Прямо там, на экране, плавает в моей матке. Кабинет наполняется звуками сердцебиения ребёнка. Вуш, вуш, вуш. Как вода, плещущаяся в ведре. Крошечном, крошечном ведре. Достаточно большое, чтобы вместить малину, или клубнику, или ягоду того размера, какой малыш имеет на этой неделе.
— О, Боже, я беременна. Я действительно беременна. Я знала, я знала, что беременна. Но теперь есть картинка. — Я перевожу взгляд с Кайла на доктора Люка и снова на монитор. — У меня будет ребёнок, а я ещё не готова, и он все ещё выглядит как маленький сгусток, который вполне может быть бурундуком, а не ребёнком, но я знаю, что он превратится в настоящего ребёнка, которого я должна буду вытолкнуть из своего влагалища, потому что он не может оставаться внутри меня вечно. — Мне кажется, я очень сильно сжимаю руку Кайла, но, должно быть, это его не беспокоит, потому что он не возражает, а вместо этого растирает большим пальцем успокаивающие круги по тыльной стороне моей руки.
— Это точно не бурундук, — уверяет меня доктор Люк с легкой улыбкой. — Ваш маленький шарик — человеческий зародыш, я совершенно уверен. Сердцебиение идеальное, а размер ребёнка — менее трех сантиметров, что как раз то, что нужно.
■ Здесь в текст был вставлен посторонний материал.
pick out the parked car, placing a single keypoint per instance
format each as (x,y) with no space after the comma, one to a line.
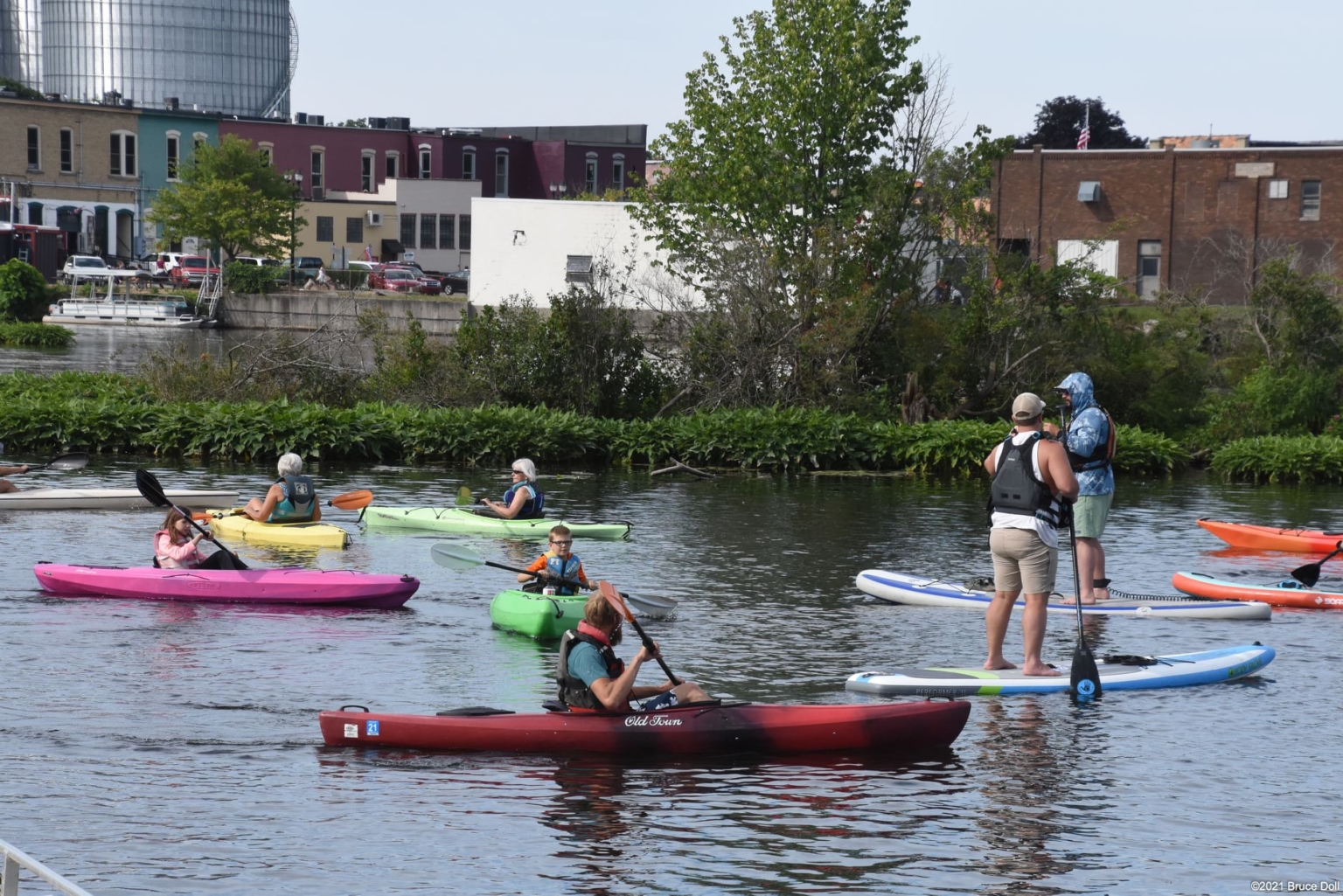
(458,281)
(191,270)
(93,267)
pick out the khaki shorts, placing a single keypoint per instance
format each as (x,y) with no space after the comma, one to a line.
(1089,515)
(1022,562)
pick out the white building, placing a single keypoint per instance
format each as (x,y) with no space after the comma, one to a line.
(536,247)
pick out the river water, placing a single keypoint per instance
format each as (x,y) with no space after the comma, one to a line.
(173,748)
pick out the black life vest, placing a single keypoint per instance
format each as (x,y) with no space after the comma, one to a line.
(1015,488)
(1102,455)
(574,691)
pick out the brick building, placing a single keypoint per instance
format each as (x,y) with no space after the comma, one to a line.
(1195,220)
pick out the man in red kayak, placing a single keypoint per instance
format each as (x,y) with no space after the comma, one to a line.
(591,676)
(1032,480)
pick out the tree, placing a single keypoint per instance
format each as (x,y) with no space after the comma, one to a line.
(1060,122)
(804,191)
(230,197)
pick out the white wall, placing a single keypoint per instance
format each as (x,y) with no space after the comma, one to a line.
(521,246)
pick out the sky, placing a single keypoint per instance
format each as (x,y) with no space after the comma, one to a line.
(1167,66)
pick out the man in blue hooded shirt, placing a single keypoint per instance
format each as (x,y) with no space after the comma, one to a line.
(1088,441)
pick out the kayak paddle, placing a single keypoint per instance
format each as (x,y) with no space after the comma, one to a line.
(1085,678)
(1310,573)
(614,598)
(152,492)
(460,558)
(73,461)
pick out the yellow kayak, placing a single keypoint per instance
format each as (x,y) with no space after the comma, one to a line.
(235,524)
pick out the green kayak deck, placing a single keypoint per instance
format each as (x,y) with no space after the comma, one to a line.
(465,522)
(536,615)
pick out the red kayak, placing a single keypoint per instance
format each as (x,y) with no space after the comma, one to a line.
(693,728)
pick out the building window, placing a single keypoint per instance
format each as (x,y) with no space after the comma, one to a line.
(365,170)
(1310,200)
(124,155)
(173,142)
(501,172)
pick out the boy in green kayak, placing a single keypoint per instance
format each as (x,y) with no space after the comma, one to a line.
(558,563)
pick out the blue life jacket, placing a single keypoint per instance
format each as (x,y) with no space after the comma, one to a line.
(535,505)
(300,498)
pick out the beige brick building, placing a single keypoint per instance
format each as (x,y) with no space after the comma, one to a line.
(74,167)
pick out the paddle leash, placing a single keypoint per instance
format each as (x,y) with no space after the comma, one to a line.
(1085,677)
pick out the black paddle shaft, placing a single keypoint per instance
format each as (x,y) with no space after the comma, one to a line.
(148,485)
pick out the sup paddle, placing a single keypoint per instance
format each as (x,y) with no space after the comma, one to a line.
(1310,573)
(148,485)
(460,558)
(616,600)
(1085,677)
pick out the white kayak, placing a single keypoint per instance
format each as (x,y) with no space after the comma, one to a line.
(1117,673)
(109,498)
(897,587)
— Значит, все выглядит хорошо? — спрашивает Кайл, кивая в сторону экрана. — Все выглядит нормально? — Интересно, он волнуется, потому что тоже думает, что это похоже на сгусток крови? Он выглядит немного напряженным.
— Все выглядит отлично, — говорит Люк. — Дейзи, если ты решишь остаться в Филадельфии, тебе нужно как можно скорее найти местного акушера-гинеколога, чтобы ты могла попасть в их расписание. Я могу направить тебя к кому-нибудь из моей практики, если хочешь.
Я киваю, но это безоговорочный кивок, потому что я понятия не имею, останусь я в Филадельфии или нет. Но все в порядке, у меня есть время. У меня есть шесть с половиной месяцев, чтобы принять решение, верно? Шесть с половиной месяцев, чтобы доносить ребёнка и обустроить детскую. Купить автокресло и пачку подгузников. Все хорошо. Вот только… это не кажется прекрасным. Такое ощущение, что пришло время немного запаниковать. Кажется, что пришло время строить… планы. А планы — это худшее. Вайолет — планировщик, а не я. Я — свободный дух. А она — ответственная.
Свободные души — отличные родители, не так ли? Достаточно хорошие родители? Хорошие родители? Неужели я совсем загублю этого ребёнка?